Risk wariness spurs a first

Some time ago Enserch picked up a gravel-pack screen completed well from Exxon. The new owners added two gravel packs with screens above the original one done at about 9,000 ft. Not long after, the well, located in the 2,150-ft waters of the Garden Banks 388 area of the Gulf of Mexico, began making sand and eventually plugged off.

Fortunately, a tubing nipple had been installed just above the lower-most gravel pack. Enserch, suspecting the lowest zone to be the culprit, chose to wash to the nipple, set a plug, and bring the well back on. The plan seemed to have coiled tubing written all over it. But Enserch didn't see it that way and, in the interest of risk-reduction, opted for a snubbing unit instead.

The Enserch decision to implement the first planned, snubbing job performed from a floating vessel, revolved around - as does everything in the sometimes absurdly high-cost offshore drilling and production world - risk management. Snubbing operations of this type have a 95% success rate, meaning foremost, a significantly reduced chance of spending tens of millions in a replacement well, should something placed in the well become a permanent, if unwanted downhole fixture.

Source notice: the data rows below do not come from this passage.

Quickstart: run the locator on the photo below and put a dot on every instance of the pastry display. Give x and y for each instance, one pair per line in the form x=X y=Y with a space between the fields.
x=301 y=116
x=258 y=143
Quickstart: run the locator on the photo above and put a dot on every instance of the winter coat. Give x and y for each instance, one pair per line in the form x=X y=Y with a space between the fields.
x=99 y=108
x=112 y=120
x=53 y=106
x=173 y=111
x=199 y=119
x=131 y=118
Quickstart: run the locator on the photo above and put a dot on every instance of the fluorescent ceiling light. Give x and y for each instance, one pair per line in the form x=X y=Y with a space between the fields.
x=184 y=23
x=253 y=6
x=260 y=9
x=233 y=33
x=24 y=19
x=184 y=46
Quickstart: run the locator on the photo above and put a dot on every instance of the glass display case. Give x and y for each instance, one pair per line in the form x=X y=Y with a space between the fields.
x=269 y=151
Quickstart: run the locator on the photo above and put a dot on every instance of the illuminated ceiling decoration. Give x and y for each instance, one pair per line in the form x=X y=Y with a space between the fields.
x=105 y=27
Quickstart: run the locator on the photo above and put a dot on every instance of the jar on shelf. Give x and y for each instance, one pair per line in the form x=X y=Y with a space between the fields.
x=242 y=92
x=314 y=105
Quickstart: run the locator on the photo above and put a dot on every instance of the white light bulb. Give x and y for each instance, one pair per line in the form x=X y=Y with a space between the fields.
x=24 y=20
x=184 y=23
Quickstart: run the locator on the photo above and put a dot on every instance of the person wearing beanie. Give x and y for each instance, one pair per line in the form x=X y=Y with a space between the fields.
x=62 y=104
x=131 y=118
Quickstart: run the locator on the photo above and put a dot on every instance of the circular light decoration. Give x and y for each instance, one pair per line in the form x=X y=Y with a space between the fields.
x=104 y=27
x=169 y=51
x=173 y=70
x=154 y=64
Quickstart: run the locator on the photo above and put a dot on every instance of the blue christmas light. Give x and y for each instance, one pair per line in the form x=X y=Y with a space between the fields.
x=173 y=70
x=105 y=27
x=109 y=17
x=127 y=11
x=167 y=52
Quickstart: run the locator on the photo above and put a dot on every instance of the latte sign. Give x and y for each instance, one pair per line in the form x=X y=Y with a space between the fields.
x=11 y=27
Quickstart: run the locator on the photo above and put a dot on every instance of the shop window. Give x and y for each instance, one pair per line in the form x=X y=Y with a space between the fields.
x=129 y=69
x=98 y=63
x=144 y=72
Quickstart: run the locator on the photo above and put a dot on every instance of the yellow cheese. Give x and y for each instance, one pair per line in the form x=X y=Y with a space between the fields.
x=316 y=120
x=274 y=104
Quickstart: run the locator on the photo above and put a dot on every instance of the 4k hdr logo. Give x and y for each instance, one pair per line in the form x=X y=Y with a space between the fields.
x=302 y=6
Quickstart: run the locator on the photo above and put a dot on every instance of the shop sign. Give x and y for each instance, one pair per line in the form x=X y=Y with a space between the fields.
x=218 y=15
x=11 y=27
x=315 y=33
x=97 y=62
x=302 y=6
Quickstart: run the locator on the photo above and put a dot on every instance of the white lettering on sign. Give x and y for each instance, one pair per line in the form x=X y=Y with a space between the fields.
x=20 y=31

The plan worked. The well, having fallen to no production by the time the snubbers from Hydraulic Well Control arrived, was at 5,000 b/d when they left. The last reports indicate no significant sand production, a fair confirmation of the Enserch prognosis.

And just to make everyone look even a little smarter, the choice of a snubbing unit paid off in a way not originally expected when a stubborn PR plug hung in the hanger at 2,100 ft. Original plans called for it to be pulled by slickline. But junk on top and inside the internal fishing neck made it impossible to latch.

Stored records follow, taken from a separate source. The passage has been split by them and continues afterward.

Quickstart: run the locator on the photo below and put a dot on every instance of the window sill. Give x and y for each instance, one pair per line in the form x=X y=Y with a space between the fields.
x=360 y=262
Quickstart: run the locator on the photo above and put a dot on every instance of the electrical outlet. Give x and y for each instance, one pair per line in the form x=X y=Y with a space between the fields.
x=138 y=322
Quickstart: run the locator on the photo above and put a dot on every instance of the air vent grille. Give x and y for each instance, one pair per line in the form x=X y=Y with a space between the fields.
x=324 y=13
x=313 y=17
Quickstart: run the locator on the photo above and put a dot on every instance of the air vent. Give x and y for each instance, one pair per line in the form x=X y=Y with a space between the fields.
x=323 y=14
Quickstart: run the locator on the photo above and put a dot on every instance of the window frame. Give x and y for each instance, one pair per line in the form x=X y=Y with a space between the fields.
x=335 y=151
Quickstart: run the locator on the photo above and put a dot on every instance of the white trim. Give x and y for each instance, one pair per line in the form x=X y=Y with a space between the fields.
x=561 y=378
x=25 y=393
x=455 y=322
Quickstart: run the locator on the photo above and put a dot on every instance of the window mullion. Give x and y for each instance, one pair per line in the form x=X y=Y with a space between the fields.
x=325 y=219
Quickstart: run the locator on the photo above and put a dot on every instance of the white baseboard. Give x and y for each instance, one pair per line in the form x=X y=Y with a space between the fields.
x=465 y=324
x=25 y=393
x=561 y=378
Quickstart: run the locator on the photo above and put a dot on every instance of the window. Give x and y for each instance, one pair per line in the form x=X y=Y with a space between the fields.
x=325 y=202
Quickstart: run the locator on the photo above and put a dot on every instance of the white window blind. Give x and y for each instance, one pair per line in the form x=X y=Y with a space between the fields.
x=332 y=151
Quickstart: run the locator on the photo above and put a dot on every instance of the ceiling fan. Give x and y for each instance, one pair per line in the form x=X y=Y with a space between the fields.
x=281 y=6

Then the tool, apparently surrounded by junk on the outside also, was so reluctant to move up hole that once it was caught, the pulling tool had to be pinned with a piece of chisel to prevent it shearing, when the force of the snubbing unit was brought to bear. The plug eventually came up, and the job brought to its successful conclusion. But had the coiled tubing been available, the crews might be there yet.

Good times slowing research

From the category of how-soon-they-forget: Companies were once keenly interested in taking the time and expense to show their wares to 18 oil companies, members of the oil industry consortium, DeepStar. Lately, such interest is as scarce as cable drilling rigs.

Not along ago, the offshore industry research group commissioned Benton Baugh and his company, Radoil, to create and maintain a test loop to simulate five miles of subsea pipeline. The idea was to afford manufacturers an opportunity to show DeepStar their product's ability to remove hydrates and paraffins from deepwater pipelines - a major concern for all deepwater operators.

It sounded like a real opportunity at the time. But so far, the loop has received no challengers. Baugh thinks he knows why no one has come around, and he finds it difficult to feel bad about a lack of attendance under the circumstances.

"At this point there hasn't been anybody to come in for DeepStar to do testing," Baugh said from his office outside Houston. "They are all out wasting time, making money." Things could be, and very lately have been, worse.